Eu tenho o direito de andar nos transportes coletivos urbanos de graça. Agradeço por este beneficio estabelecido pelo Congresso e incluído na Constituição. O idoso, ao se aposentar, vê reduzida sua renda e limitada sua vida social. A gratuidade nos transportes contrabalança a tendência de afastamento dos amigos, de familiares e das atividades de recreação. Entretanto preocupa-me a forma como este direito está garantido que o tornará iníquo no longo prazo. Sendo um direito autoaplicável, a forma mais prática encontrada para o seu cumprimento foi permitir que viajássemos nos ônibus de muitas cidades no espaço anterior ao posto de cobrança dentro do veículo. Somos obrigados a ficar aglomerados, muitas vezes em pé e atrapalhando os demais passageiros. E ainda temos que descer pela porta de entrada, o que acarreta riscos. E mais, os motoristas nos vêm como estorvo e chegam a evitar nos acolher nos pontos de parada.
Para agravar tudo isso, há a recente e acelerada tendência de envelhecimento da população brasileira que fará que cada vez mais idosos usem os transportes coletivos. Em decorrência a redução de receita destes serviços contribuirá para a elevação da tarifa dos demais passageiros que pagam. Por ser um serviço concedido, as gratuidades e abatimentos são então compensados mediante o aumento das tarifas para os demais passageiros. Isto, por sua vez, leva aos passageiros pagantes a abandonarem o uso dos ônibus por outros meios de transporte mais baratos como carros velhos, lotações clandestinos ou mesmo andar muito a pé. A condução por ônibus, assim, estará condenada ao colapso nas grandes cidades. Mas esta ameaça não é percebida nem pelos legisladores e nem mesmo pela própria população.

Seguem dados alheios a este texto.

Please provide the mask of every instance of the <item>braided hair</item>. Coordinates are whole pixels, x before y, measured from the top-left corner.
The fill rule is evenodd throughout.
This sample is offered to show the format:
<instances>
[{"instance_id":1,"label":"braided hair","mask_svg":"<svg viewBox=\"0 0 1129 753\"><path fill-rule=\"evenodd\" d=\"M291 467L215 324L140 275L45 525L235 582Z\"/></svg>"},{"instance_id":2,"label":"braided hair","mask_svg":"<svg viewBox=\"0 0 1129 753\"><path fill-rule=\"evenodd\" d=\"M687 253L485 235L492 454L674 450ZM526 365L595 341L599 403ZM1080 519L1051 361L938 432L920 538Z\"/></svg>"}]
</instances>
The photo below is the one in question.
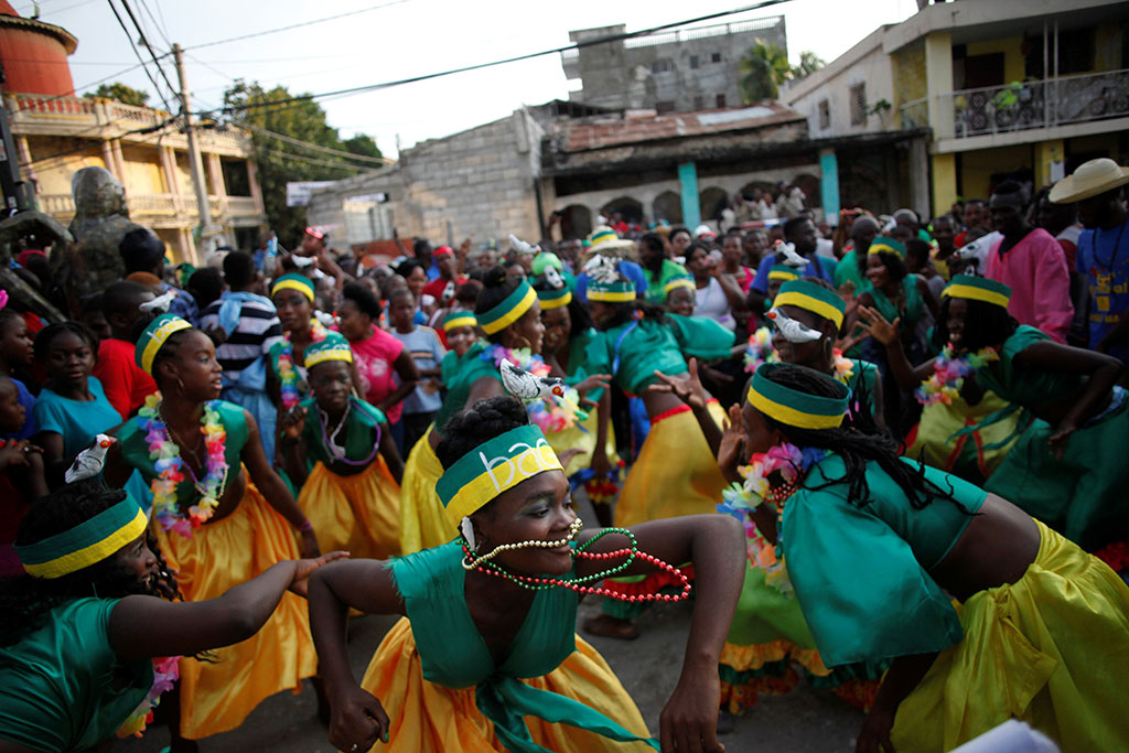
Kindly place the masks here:
<instances>
[{"instance_id":1,"label":"braided hair","mask_svg":"<svg viewBox=\"0 0 1129 753\"><path fill-rule=\"evenodd\" d=\"M834 383L824 374L803 366L781 366L768 373L767 377L789 389L807 393L817 397L839 397ZM816 447L833 452L842 458L846 473L839 479L829 479L819 487L806 487L811 490L825 489L835 484L848 484L848 499L857 507L864 507L870 499L870 485L866 480L866 465L874 462L898 484L910 500L913 509L924 509L935 499L946 499L957 509L965 508L953 499L953 489L947 491L925 478L925 464L917 467L905 463L899 456L898 443L884 432L869 432L850 418L843 424L833 429L802 429L781 423L772 417L762 413L770 429L778 429L788 441L798 447Z\"/></svg>"},{"instance_id":2,"label":"braided hair","mask_svg":"<svg viewBox=\"0 0 1129 753\"><path fill-rule=\"evenodd\" d=\"M34 544L70 531L125 499L121 489L106 489L97 480L61 487L35 502L19 525L17 545ZM23 573L0 580L0 647L11 646L41 628L47 613L77 598L122 598L132 594L164 596L181 601L176 580L157 548L157 540L146 532L150 551L157 558L154 580L146 584L122 567L113 555L61 578L35 578ZM163 575L164 573L164 575Z\"/></svg>"}]
</instances>

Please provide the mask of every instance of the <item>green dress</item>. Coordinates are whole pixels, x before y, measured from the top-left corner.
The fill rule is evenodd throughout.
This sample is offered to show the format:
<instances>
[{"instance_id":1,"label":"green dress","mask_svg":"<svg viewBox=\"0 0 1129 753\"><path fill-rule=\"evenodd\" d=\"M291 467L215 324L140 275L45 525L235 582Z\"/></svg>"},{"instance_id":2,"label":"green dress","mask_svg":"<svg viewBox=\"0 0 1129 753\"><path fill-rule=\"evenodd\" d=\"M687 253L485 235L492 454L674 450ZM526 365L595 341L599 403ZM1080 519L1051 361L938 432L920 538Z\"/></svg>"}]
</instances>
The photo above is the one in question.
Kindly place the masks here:
<instances>
[{"instance_id":1,"label":"green dress","mask_svg":"<svg viewBox=\"0 0 1129 753\"><path fill-rule=\"evenodd\" d=\"M1047 371L1015 362L1026 348L1050 340L1021 325L1005 341L999 360L977 373L977 379L1015 406L1031 409L1076 391L1078 374ZM992 417L986 419L990 421ZM1054 428L1039 419L1026 428L984 488L1022 507L1087 551L1129 540L1129 405L1114 387L1109 406L1079 427L1056 458L1050 450Z\"/></svg>"},{"instance_id":2,"label":"green dress","mask_svg":"<svg viewBox=\"0 0 1129 753\"><path fill-rule=\"evenodd\" d=\"M0 738L40 751L86 751L114 738L152 686L150 659L125 662L110 645L116 604L68 602L0 648Z\"/></svg>"}]
</instances>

No meu caso pessoal, como continuo trabalhando, tenho meios para pagar por qualquer modalidade de transporte coletivo. Mas vejo com apreensão a tendência à insolvência destes serviços, porque as atividades econômicas e sociais nos grandes centros urbanos necessitam, para que a vida urbana possa funcionar convenientemente, de que exista uma ampla rede de linhas de ônibus nas cidades. Por esta razão peço aos senhores congressistas que regulamentem este direito que nos foi dado, mas que na prática não estará sendo garantido. Como, hoje, basta apresentar a carteira de identidade para utilizar os serviços de transporte público, os agentes que controlam a apresentação ficam sobrecarregados de trabalho. Além disso, as autoridades públicas não sabem quanto as empresas de transporte deveriam ser compensadas pela prestação destes serviços e estes, por perderem remuneração, tendem a se degradar.
A Constituição Brasileira estabelece que a proteção do idoso é dever da Família, do Estado e da Sociedade. Isto significa que a cobertura do custo das passagens dos idosos não deveria ser feita, na sua totalidade, pelos demais passageiros. Mas, da forma como está organizado o controle da prestação deste benefício, não é possível atribuir tais obrigações ao Governo porque o uso do transporte coletivo pelos idosos nas cidades não pode ser adequadamente conhecido da forma como está organizado. É preciso que a regulamentação deste direito venha nos garantir o uso dos serviços de ônibus e demais meios de transporte público mediante o uso de bilhetes credenciados como os demais cidadãos, nas cidades onde já exista implantado um sistema organizado de tarifa eletrônica.
Rogério Belda foi o primeiro diretor executivo da ANTP; ex-Diretor de Planejamento do Metrô de São Paulo; atual membro do Conselho Diretor da ANTP.